# Great Weekend - Apalachicola Bay



## wjpitts (Apr 27, 2011)

Got to fish Saturday and Sunday Morning this weekend.  Caught a ton of undersize trout and a few small bluefish.  The flounder seem to have left as I only caught 1.

A little frustrated, I decided to explore some new areas for redfish.  BINGO!  I caught about 15 on Saturday and took my buddy Ray on Sunday.  We caught 13.  Most were upper slot size with a few oversize.  We had a blast.  All were caught on gold spoons in shallow water.


----------



## wjpitts (Apr 27, 2011)

More pics.


----------



## boggob (Feb 20, 2007)

Nice job! Gotta love living in paradise.


----------



## wjpitts (Apr 27, 2011)

It is pretty close to paradise, especially when the fish are biting. This was a great weekend.

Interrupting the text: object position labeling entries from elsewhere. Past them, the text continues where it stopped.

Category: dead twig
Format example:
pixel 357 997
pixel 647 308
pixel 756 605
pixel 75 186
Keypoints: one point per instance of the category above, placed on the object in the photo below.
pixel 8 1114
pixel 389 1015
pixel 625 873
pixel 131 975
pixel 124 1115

I'm gonna post one more pic since I can't figure out how to post multiple pics in a post.


----------



## HaMm3r (Dec 11, 2006)

Good looking reds there! Thanks for sharing.


----------



## Punkrawqer (Dec 26, 2009)

I love finding new spots! Great job!


----------



## wjpitts (Apr 27, 2011)

> I love finding new spots! Great job!



Me too. It's a big bay and I've just started exploring. There are a lot more spots to find.


----------